Director: Paolo Sorrentino
Writer: Paolo Sorrentino
Stars: Michael Caine, Harvey Keitel, Rachel Weisz

Michael Caine leads a stellar cast in this artful drama comedy. Caine plays Fred Ballinger, a World famous composer and conductor who has retired. Staying in a fancy Swiss hotel for a week he’s approached by people working on behalf of the Queen of England. He refuses to come out of retirement and refuses even more so to play his ‘Simple Songs’. In the hotel is his life long friend Mick, a director who is hold up in the hotel with a writing staff putting together his one final movie. Things are complicated by the fact that Mick’s son is leaving his wife, who just happens to be Fred’s Daughter. Throw in a tonne of fantastic and talented actors, with such a rich and textured drama and you have probably one of the best movies of the year so far. Now complain how we’re only 3 weeks into the year, and I will slap you with a fish across your face, I work on a rolling 12 month rotation here in GarVille.

What separates Youth from the majority of the Arthouse films that I watch, and there are many of those, is that this is accessible to people who won’t normally go and spend their hard-earned cinema money on that type of film. Michael Caine is just the best that he’s ever been, giving an apathetic yet emotional performance, and the part is so well written you just feel that he’s loving this character. We know that he’s taken jobs to sustain his lifestyle in the past but now this seems to be a role that he enjoys. Joining him is Harvey Keitel as Mick, and Rachel Weisz as Fred’s Daughter. Keitel is always great to watch in a film, even when the movie he’s in isn’t great he’s always a pleasure to watch, here he, like Caine, has the best role he’s had in years. As for Weisz I’ve now forgiven her for not appearing in The Mummy 3, she is so fragile in this film you think that she’s going to break apart at any moment. Paul Dano stars as an actor trying to shake off his most famous role by taking on the most challenging role of his life, Dano has gone up in my view this last few years and here he’s on top form again. I think that until Love and Mercy last year he was just playing almost the same type of character time and time again. Playing Brian Wilson in Love and Mercy made him something more. There are a few cameos in the film of people playing themselves, one a pop star who I don’t know that well but is a judge on the UK version of The Voice, and the other a very famous footballer who was more infamous during my childhood than for his talent.
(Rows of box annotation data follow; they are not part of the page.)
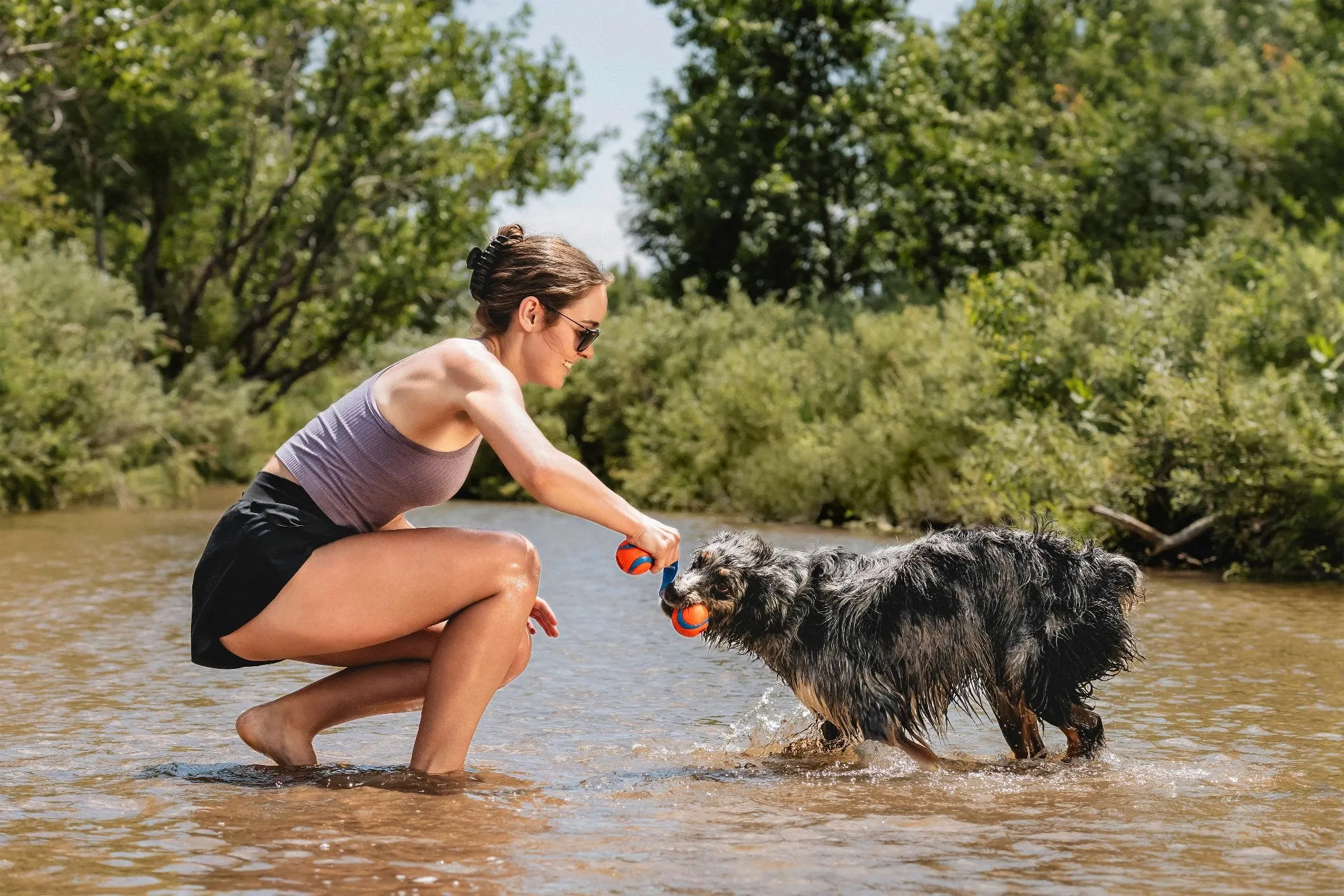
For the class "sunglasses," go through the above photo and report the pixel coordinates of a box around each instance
[555,312,602,353]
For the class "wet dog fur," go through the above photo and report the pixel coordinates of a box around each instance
[660,524,1142,768]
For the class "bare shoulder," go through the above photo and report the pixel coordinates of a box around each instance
[429,339,519,392]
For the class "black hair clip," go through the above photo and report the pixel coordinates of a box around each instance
[466,234,508,301]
The film is about people trying to cope with growing older, trying to reconcile with the choices that they’ve made, being human. Pointing out that because you reach a certain age, or your body reaches a certain fragility, does not me we stop living, stop experiencing life and love or that our careers stop evolving. The camera work is plain, but in being plain it fits perfectly to the style of movie we’re watching. We shouldn’t forget that this is about people. The Swiss countryside looks almost like some alien planet from a science fiction film, and stands quietly back like a good butler, who is there but never lets their presence known. The background players in the hotel add a few moments of slapstick comedy. While this is a drama first and foremost you have to admire the film makers, the scriptwriter in particular, for the subtle nature of humanity that they capture perfectly along the way of telling the stories.

There is some casual nudity, sexual scenes, and one particular moment where a main character does something that is totally unexpected. Also for some reason there is a Miss Universe character in there who just seems to be there so she can walk around naked.

This is drama of the highest order, it’s on my list of films that I’ll bore the pants off you with at the end of your normal year, and yes I put that list together through the year. The main story of Fred and his adjustment to retirement is one that we think we understand, we think we know what is going on in his world, but there are so many tiny twists and turns through the film that we really don’t know anything. It’s a pleasure to watch great actors getting great lines. I cannot urge you strongly enough to give Youth a chance and take from it what you need to.